Typically my memory is terrible, but I still have vivid recollections of this trip. Going to the oceanside vendor to get fish fritters, playing on the beach and making sand mermaids, watching the last sunset of 1999. This trip was a testament to my mother’s trust in the people she kept close to us. I was the kid at middle school graduation with an entire row of family and friends cheering my name as I walked up to accept my diploma. I always had people in my corner. As an adult, the gravity of that blessing is not lost on me. Memories like Barbados defined my childhood. I watched as my mother and her friends supported and lifted each other in moments of heartache and celebrated each other in moments of triumph. I was a sponge absorbing the relationships around me. I was taught love through the way she treated me and in the way our chosen family treated one another. I was given front row seats to authentic, healthy, and loving relationships from a very young age.

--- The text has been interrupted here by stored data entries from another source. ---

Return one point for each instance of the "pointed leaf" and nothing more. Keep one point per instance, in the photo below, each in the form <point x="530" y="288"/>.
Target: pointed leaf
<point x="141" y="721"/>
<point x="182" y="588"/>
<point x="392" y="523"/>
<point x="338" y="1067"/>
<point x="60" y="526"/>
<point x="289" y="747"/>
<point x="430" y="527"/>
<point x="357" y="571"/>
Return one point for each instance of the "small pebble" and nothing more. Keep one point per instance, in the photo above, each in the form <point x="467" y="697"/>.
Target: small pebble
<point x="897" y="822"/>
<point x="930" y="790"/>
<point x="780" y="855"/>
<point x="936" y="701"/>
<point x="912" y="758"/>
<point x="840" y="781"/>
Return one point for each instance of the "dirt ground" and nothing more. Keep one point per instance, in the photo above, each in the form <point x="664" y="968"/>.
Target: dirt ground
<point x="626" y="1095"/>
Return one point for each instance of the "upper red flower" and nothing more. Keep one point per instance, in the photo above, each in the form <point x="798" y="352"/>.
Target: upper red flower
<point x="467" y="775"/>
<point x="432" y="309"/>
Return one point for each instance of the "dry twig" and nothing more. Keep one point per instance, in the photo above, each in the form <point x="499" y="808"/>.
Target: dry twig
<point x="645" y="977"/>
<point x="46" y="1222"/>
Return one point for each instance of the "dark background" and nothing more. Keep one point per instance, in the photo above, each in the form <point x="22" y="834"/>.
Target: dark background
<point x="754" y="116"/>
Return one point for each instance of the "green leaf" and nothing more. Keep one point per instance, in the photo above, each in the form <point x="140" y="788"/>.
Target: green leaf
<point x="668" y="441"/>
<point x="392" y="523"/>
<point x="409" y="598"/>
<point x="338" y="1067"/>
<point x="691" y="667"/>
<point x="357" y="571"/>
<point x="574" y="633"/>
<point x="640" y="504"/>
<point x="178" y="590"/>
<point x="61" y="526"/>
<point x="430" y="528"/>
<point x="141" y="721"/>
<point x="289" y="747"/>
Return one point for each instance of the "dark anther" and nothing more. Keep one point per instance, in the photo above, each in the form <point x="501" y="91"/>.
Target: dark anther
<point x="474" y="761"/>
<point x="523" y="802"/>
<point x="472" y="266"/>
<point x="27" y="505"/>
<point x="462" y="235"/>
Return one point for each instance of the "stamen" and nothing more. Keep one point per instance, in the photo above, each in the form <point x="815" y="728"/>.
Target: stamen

Everything my mother did when it came to me was intentional, from the people around me to the words she used. When I was younger, she would rarely make promises. She would say, “I am not going to promise you unless I know I can do it, Keesha. What I can do is try my best”. As a child, this was unbearably frustrating because 90% of the time she would do what she would try her best to accomplish. In hindsight, this practice set the bar very high when it came to trust. It taught me to be wary of people who do not follow through on their word. My mother taught me that integrity is something you can only learn through action. And I can’t help but see my grandmother in these lessons.
I always wanted a sister. I think that’s why I loved watching my mom and my aunt’s relationship. I have always been included in their relationship and I never felt like I was imposing. Instead, I was a part of their connection. My aunt is like a second mother to me. She never treated me like I was too young to understand things. She always trusted me and respected me as a person regardless of how old I was.

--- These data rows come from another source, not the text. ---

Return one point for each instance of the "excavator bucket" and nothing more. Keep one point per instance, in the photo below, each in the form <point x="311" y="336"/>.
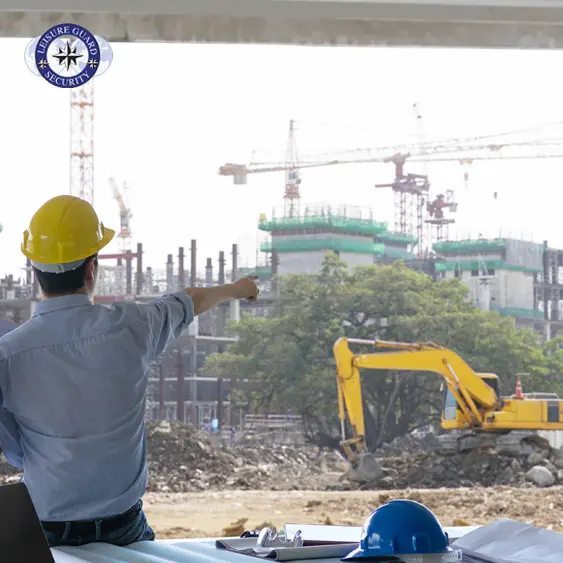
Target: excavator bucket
<point x="365" y="469"/>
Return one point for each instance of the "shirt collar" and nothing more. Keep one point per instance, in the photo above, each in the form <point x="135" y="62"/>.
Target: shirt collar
<point x="59" y="303"/>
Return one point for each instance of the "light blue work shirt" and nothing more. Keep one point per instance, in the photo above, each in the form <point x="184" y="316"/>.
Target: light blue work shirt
<point x="9" y="433"/>
<point x="75" y="378"/>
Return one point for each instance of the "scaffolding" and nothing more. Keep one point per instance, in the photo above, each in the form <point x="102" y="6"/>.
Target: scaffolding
<point x="352" y="220"/>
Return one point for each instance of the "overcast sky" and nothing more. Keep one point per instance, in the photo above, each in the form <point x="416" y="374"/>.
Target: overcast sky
<point x="167" y="116"/>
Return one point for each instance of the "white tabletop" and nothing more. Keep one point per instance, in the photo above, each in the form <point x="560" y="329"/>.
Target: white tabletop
<point x="173" y="551"/>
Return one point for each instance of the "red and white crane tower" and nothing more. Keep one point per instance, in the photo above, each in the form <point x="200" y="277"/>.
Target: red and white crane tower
<point x="82" y="142"/>
<point x="413" y="206"/>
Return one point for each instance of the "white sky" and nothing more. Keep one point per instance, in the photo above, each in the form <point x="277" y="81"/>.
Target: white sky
<point x="167" y="116"/>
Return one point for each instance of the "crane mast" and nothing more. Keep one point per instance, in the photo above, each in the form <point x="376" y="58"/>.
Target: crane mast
<point x="82" y="142"/>
<point x="125" y="235"/>
<point x="414" y="205"/>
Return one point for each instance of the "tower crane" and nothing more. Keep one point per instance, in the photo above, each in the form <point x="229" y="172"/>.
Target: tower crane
<point x="125" y="215"/>
<point x="410" y="190"/>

When I was growing up, my Mom would do my hair every second Sunday. And I had A LOT of hair. As a child, I hated these sessions. My head would hurt, it would take literal hours, and I couldn’t move much. Sometimes my aunt would help, or even do my hair instead of my mom. Looking back now, these were some of my favourite memories with my mom and my aunt. I would get to watch movies with them and listen to them gossip and chat with their friends. I got to be a part of the group. I was treated like the little sister who everyone looked out for.
Like me, my mom always wanted a sister. Between her and my aunt, they have two brothers. “I wanted a sister so badly that when your youngest uncle was born, I wanted nothing to do with him.” My mom told me. “When your Aunt was born, she was my baby. I would bathe her, feed her, take her everywhere with me. She was mine”. Thinking about them as children makes my heart smile. “Your Mother was always very maternal.” My aunt said. “She treated me as her equal. Like her sister, her little lady,” my aunt said. I couldn’t help but see my relationship with my aunt in those sentiments.

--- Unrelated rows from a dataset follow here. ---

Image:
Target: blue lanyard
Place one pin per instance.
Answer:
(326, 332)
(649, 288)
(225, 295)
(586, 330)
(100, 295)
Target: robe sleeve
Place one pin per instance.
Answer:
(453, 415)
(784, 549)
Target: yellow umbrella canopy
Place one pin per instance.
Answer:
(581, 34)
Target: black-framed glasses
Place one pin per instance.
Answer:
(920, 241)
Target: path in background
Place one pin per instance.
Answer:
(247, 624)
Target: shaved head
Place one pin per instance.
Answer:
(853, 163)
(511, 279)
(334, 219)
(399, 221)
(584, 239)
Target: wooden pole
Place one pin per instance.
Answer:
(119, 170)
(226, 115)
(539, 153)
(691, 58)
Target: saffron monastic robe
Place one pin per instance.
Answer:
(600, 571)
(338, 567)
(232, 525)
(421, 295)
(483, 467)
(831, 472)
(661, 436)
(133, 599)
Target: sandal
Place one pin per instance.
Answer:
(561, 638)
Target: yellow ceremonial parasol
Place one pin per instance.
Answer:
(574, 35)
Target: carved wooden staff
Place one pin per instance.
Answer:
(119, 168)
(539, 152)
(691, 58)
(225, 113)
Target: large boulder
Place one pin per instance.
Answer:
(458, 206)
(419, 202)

For the past year, I have been actively practicing gratitude. Honouring what it means to acknowledge all that I have, especially the people in my life. The ones who have left and the ones who have always been there. Practicing gratitude has allowed me to reflect on moments from my childhood with more grace and understanding.
For me Mother’s day is not just a day to celebrate my mother. It is a time to acknowledge the loving energy that has coloured my childhood and adulthood. The way kindness, stability, and wisdom have been passed down to me. It is a day to acknowledge the different types of relationships that I have had the pleasure of witnessing and the blessing of knowing. All of these things would not have been possible without my grandmother and the lessons she taught my mother and my aunt.
Although I never met my grandmother, I know her. I see her in my mother, my aunt, in the kindness and guidance they have brought into my life. I see her in the way they interact with me. In the laughs I share with them and the memories we’ve made. I know she is with us. Her essence is etched in every fibre of our bond.